Its also that things are a little more involved than just a couple of weeks doing the tourist thing and looking at the sights. I don't just want to talk about how new and different everything is to me. That's an obvious given. I actually like this place, despite its flaws, problems, and reputation:  it reminds me very much of some of the places I've been back home: and while I accept that there are differences that could make it more .. not dangerous, but risky, perhaps:  I actually feel safer here than I have back home at times.

So.. where am I?   New York?  Los Angeles?  Detroit?
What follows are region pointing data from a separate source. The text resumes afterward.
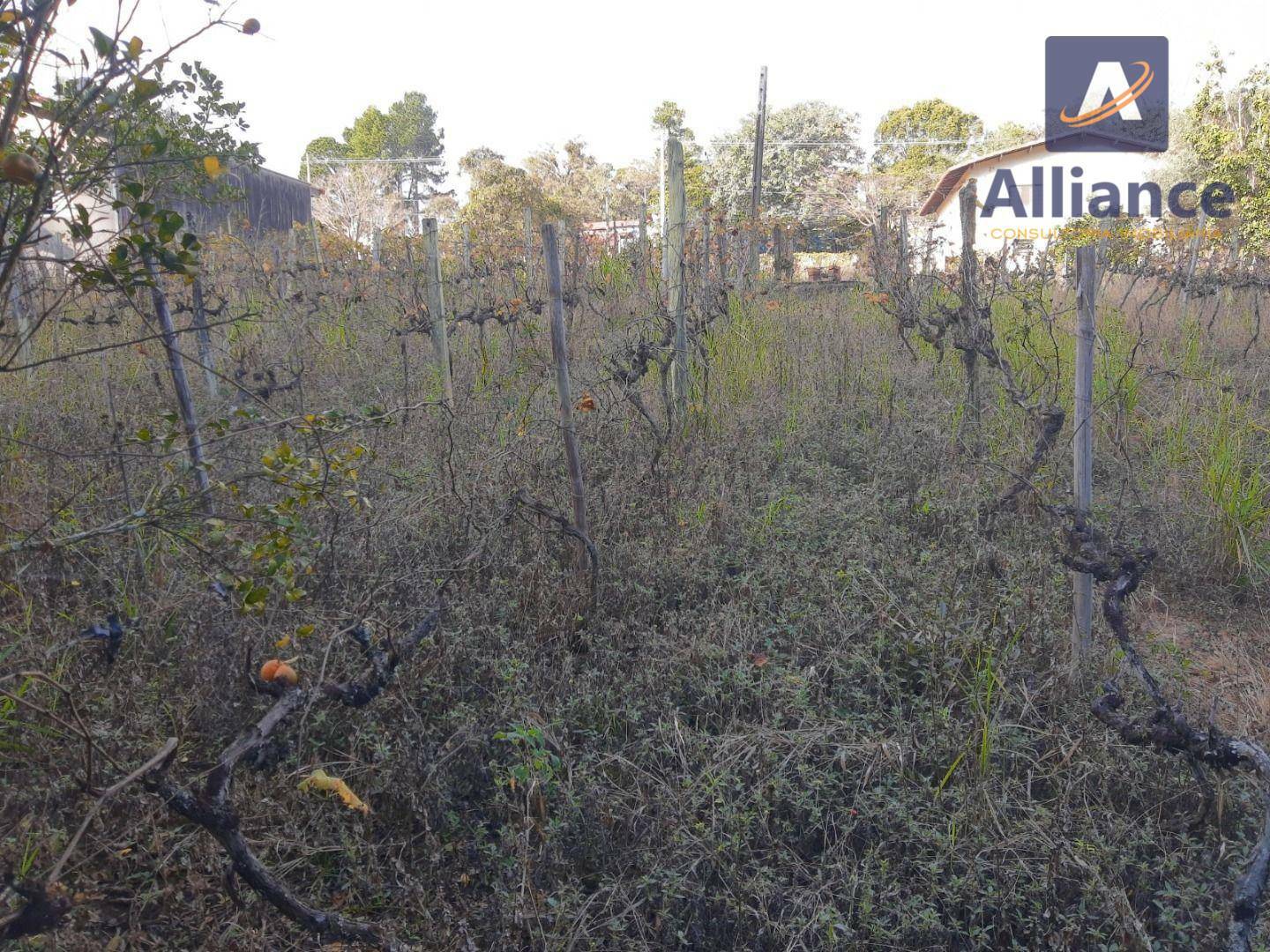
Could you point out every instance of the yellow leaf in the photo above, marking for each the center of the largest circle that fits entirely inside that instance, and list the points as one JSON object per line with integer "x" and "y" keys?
{"x": 323, "y": 781}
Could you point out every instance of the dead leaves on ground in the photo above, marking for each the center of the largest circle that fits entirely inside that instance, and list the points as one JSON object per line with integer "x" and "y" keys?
{"x": 322, "y": 781}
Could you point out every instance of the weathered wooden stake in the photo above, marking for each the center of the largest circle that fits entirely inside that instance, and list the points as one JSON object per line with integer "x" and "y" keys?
{"x": 560, "y": 355}
{"x": 206, "y": 355}
{"x": 969, "y": 315}
{"x": 756, "y": 185}
{"x": 437, "y": 309}
{"x": 181, "y": 383}
{"x": 1082, "y": 443}
{"x": 677, "y": 287}
{"x": 661, "y": 181}
{"x": 1191, "y": 263}
{"x": 528, "y": 248}
{"x": 641, "y": 257}
{"x": 18, "y": 306}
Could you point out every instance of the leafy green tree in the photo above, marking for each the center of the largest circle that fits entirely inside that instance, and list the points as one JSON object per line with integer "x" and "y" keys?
{"x": 573, "y": 179}
{"x": 1007, "y": 135}
{"x": 407, "y": 130}
{"x": 496, "y": 206}
{"x": 669, "y": 120}
{"x": 474, "y": 159}
{"x": 1224, "y": 136}
{"x": 923, "y": 138}
{"x": 793, "y": 175}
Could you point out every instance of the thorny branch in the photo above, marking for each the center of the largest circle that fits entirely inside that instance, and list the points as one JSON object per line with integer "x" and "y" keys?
{"x": 1120, "y": 570}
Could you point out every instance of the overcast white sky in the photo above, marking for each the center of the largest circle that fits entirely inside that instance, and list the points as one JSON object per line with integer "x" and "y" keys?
{"x": 516, "y": 77}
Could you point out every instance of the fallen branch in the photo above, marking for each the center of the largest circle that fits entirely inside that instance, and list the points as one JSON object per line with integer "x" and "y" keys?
{"x": 1120, "y": 570}
{"x": 213, "y": 811}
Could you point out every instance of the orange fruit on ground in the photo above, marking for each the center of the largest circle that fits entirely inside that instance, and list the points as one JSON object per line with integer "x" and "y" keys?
{"x": 20, "y": 167}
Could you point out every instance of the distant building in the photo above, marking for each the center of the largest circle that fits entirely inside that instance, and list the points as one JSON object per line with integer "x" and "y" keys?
{"x": 268, "y": 201}
{"x": 614, "y": 235}
{"x": 265, "y": 201}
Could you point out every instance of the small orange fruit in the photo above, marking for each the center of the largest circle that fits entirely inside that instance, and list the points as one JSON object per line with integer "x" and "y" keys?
{"x": 20, "y": 167}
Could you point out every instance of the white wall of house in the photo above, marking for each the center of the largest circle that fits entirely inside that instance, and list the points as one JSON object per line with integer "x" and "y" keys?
{"x": 1005, "y": 227}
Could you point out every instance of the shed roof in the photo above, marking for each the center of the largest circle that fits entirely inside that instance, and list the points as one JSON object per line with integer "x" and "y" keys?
{"x": 952, "y": 178}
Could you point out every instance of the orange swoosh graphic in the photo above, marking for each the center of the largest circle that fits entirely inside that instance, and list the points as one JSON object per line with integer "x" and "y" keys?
{"x": 1114, "y": 106}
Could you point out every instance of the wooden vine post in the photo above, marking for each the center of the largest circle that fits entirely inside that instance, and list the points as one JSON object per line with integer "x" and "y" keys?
{"x": 756, "y": 184}
{"x": 1082, "y": 444}
{"x": 18, "y": 305}
{"x": 643, "y": 244}
{"x": 206, "y": 357}
{"x": 677, "y": 285}
{"x": 181, "y": 383}
{"x": 528, "y": 250}
{"x": 560, "y": 357}
{"x": 437, "y": 309}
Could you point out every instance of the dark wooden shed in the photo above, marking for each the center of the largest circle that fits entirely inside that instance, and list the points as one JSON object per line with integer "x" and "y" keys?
{"x": 267, "y": 201}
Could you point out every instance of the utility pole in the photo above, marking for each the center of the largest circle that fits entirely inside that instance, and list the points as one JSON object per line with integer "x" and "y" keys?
{"x": 677, "y": 290}
{"x": 1082, "y": 444}
{"x": 661, "y": 179}
{"x": 757, "y": 183}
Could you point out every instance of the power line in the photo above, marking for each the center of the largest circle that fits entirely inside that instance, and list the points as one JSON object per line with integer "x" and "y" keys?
{"x": 848, "y": 143}
{"x": 337, "y": 160}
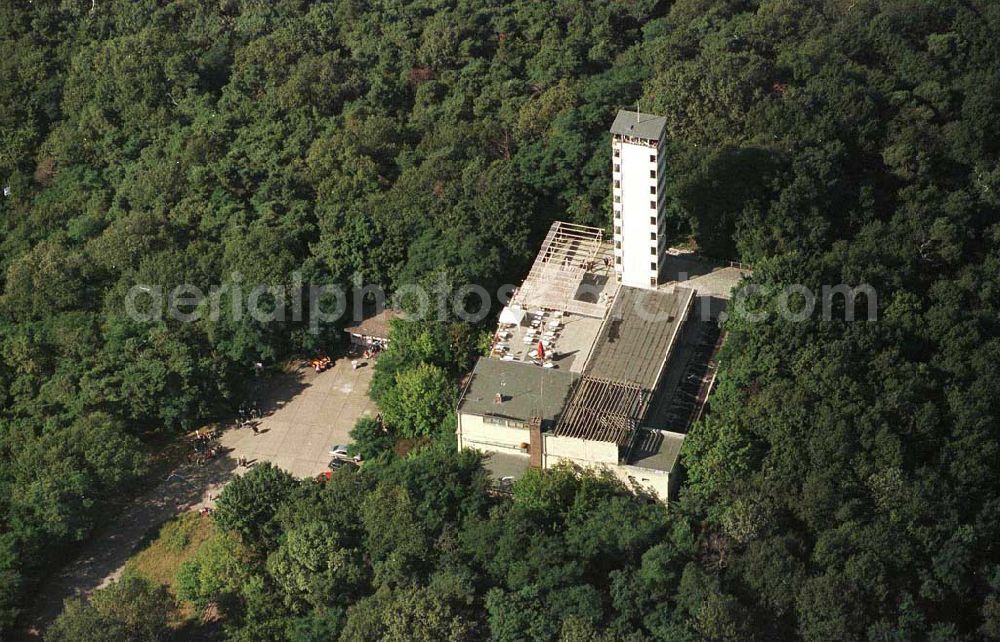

Nah.  Not for me.  I hit the real fleshpot, and I'm exploring a little more each visit.  Las Vegas:  Sin City?    trust me:  no more than Soho, or any other place in the UK that I have visited, Yes, Vegas is big, loud, brassy and blousy:  kind of the 'Bet Lynch' of the US, IF you take it at face value, and only read/listen to the hype and tourist brochures. I just think that there is more to this city than just The Strip.. and even that gets a poor press, in my opinion.  Yes: it is pretty touristy:  but in a place that makes so much of its revenue from visitors, what else would you expect?  And yes, there are sooo many casinos along it:  but they vary so much in style. decor and appeal;  visiting The Strip is NOT like walking along Blackpool seafront and popping into a couple of the amusement arcades.  I have visited a few of  those casinos, many of which have hotels attached (and some extremely nice ones at that) and they offer such a variety of entertainment. Gambling (of course)  but also, live music: bars, cafes, coffee shops:  quality shopping, fine dining:  you can even catch a show or two if the mood takes you. And that is all fine and good, if that is what you want.  But that isn't ALL there is to Las Vegas.

I'm not going to pretend that Vegas is a cultural capital; it's not. But it does have a growing arts quarter: there are writing groups, arts groups:  music, theatre...  and yes, Freemont Street is a focal point for that: but if you care to look a little deeper, its easy to find venues beyond the arts district, (like, for instance, the Freaking Frog) which hold open mic events not just for musicians, but poets, writers, other performers. There are city parks, lakes, mountains:  areas of natural beauty that should draw visitors just as powerfully as the bright lights.  And yes, I know I'm making this post sound like an advert for the Las Vegas Tourist Board so far:, but there is a point to this.

Most visitors to Vegas only ever see the Strip, or the other areas geared for holidaying.  That makes it all too easy to forget that there are people who live and work here every day: that this is a working, living city, with all the same flaws and failings as any other. There are people sleeping on the streets here, just as there are in London. There are less privileged areas:  Crime, poverty and deprivation haven't bypassed Vegas: people here struggle to pay mortgages:  there is unemployment: there are neighbourhoods considered less 'safe', or savoury.  I grew up in a city in the UK, in an area very much like those... fewer guns, perhaps: but with no fewer problems.  My point is, that the more I visit: the more I explore and learn about this place, the more I like it. maybe, as I have been told, I'm a little weird:  but for all its problems, this is a vibrant, unapologetic, in-your-face, take-it-or-leave-it town, and I can't help but be drawn to it.